Heimscheißen für das Bruttoinlandsprodukt: Bauministerin Geywitz verordnet das Stechuhren-Schlafzimmer

Endlich wächst zusammen, was ohnehin nie getrennt hätte werden dürfen: Die totale menschliche Verwertbarkeit und die Unfähigkeit, bezahlbaren Wohnraum auf herkömmliche Weise zu errichten. Bundesbauministerin Klara Geywitz hat begriffen, dass der deutsche Arbeitnehmer erst dann vollendet glücklich ist, wenn er nach dem Burnout direkt ins Koma fällt, ohne dabei lästige Fahrtwege auf sich nehmen zu müssen. Das neue Förderprogramm zur Umwandlung von Büros in Wohnungen ist die architektonische Bankrotterklärung einer Regierung, die das Recht auf Wohnen klammheimlich durch das Recht auf eine dauerhafte Anwesenheit am Kopiergerät ersetzt.

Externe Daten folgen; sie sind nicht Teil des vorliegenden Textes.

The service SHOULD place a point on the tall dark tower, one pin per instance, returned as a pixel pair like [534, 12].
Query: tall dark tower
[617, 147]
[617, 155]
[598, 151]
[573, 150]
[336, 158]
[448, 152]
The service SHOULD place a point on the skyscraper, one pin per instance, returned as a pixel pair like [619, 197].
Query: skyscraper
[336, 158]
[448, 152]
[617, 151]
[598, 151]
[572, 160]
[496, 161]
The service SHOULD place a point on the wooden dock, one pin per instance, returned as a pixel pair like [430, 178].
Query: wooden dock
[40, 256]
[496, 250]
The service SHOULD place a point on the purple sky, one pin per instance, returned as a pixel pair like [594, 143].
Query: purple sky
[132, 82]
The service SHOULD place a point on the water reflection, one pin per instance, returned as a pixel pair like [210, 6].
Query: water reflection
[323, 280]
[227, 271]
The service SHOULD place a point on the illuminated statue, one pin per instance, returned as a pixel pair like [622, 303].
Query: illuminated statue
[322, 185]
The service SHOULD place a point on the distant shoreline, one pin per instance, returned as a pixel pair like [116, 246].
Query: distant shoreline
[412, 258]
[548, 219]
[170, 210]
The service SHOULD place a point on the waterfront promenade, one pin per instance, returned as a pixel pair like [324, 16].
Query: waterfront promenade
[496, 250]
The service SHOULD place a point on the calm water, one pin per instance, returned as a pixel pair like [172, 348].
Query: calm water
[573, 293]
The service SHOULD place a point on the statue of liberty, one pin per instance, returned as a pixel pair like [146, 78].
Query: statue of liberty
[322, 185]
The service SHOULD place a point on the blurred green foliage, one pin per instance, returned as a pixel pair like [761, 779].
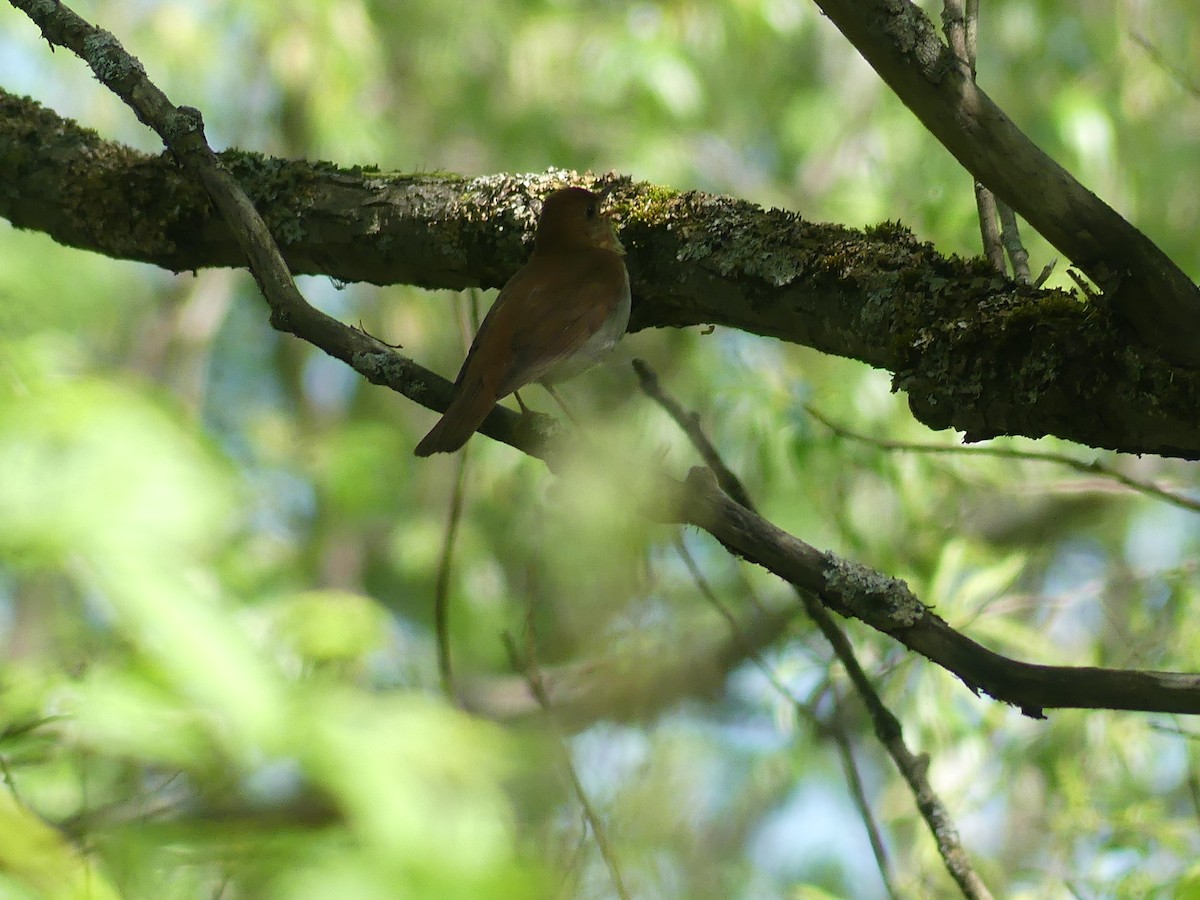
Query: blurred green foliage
[217, 555]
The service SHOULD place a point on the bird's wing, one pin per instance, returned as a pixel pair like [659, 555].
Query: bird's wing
[565, 305]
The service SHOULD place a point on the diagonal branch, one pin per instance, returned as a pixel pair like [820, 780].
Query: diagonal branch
[901, 45]
[971, 348]
[849, 588]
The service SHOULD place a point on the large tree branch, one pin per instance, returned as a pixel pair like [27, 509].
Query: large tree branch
[849, 588]
[972, 349]
[1141, 282]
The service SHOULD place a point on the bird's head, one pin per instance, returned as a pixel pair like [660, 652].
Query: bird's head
[571, 220]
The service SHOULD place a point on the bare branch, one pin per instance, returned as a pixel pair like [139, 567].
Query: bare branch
[960, 339]
[899, 41]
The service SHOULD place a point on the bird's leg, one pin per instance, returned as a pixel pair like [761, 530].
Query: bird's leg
[559, 401]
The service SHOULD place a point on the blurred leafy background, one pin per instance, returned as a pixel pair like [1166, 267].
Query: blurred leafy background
[217, 553]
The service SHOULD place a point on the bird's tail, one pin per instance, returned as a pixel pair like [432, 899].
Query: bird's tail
[466, 413]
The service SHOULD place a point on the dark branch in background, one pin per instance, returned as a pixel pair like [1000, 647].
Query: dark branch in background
[887, 727]
[1009, 453]
[972, 349]
[961, 27]
[849, 588]
[1141, 283]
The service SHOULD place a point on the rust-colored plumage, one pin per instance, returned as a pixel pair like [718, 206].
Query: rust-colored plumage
[555, 318]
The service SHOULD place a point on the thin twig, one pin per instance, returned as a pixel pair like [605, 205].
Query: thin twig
[856, 785]
[445, 564]
[989, 228]
[961, 30]
[1093, 468]
[690, 425]
[887, 727]
[1011, 237]
[858, 793]
[527, 664]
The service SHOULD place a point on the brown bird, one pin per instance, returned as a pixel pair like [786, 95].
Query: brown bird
[555, 318]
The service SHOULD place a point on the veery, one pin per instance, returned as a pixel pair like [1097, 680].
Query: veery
[555, 318]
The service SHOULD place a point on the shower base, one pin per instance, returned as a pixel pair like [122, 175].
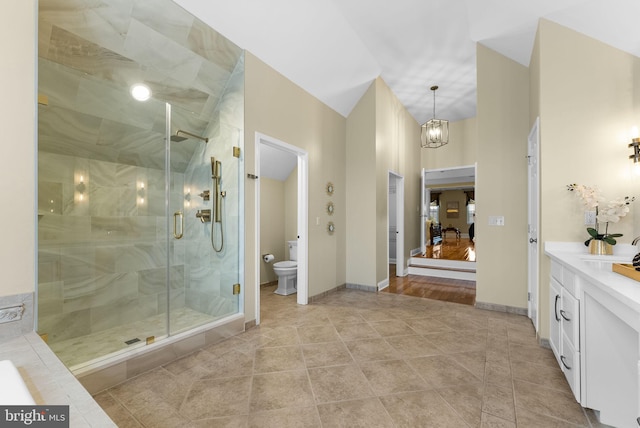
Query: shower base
[84, 349]
[106, 371]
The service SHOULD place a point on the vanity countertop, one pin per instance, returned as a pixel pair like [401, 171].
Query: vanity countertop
[598, 269]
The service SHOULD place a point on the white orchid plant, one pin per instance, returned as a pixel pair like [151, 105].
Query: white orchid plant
[606, 212]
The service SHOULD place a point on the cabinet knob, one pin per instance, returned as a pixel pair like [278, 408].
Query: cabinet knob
[562, 358]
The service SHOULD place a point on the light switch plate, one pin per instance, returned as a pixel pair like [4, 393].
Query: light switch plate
[496, 220]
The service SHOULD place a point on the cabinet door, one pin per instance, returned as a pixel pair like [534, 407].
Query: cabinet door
[555, 300]
[570, 317]
[570, 364]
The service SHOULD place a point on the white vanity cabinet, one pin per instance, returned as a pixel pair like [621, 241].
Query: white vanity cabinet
[612, 358]
[564, 334]
[594, 332]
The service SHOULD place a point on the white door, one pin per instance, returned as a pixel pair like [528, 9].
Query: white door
[400, 226]
[533, 203]
[424, 211]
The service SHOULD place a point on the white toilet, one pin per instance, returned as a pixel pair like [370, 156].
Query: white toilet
[287, 271]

Wer braucht schon ein schmuckes Reihenhaus im Grünen, wenn er im ehemaligen Großraumbüro der Debeka-Versicherung zwischen Aktenschränken und einer undichten Kaffeemaschine sein Nest aus geschredderten Überstundenbelegen bauen kann. Es ist die ultimative Effizienzsteigerung des Elends: Der Dunst von Mikrowellen-Lasagne vermischt sich in der Teeküche mit dem Odeur der Verzweiflung, während die Dusche im Serverraum installiert wird, damit die IT-Abteilung wenigstens einmal im Jahr Feuchtigkeit spürt. Mit diesem Geniestreich löst die Ampel-Koalition nicht nur die Wohnungskrise, sondern veredelt den prekären Lebensstil des freien Falls zu einem staatlich subventionierten Loft-Erlebnis für Masochisten. Wenn der Vermieter gleichzeitig der Chef ist, bekommt der Begriff der häuslichen Gewalt im nächsten Mitarbeitergespräch eine völlig neue, juristisch wasserdichte Qualität. Ein Hoch auf die Wohnungsnot 2.0: Früher hatten wir eine Mauer in Berlin, heute haben wir nur noch Stellwände aus Rigips, hinter denen man den Nachbarn dabei belauschen kann, wie er leise weinend seine Excel-Tabellen in den Schlaf singt.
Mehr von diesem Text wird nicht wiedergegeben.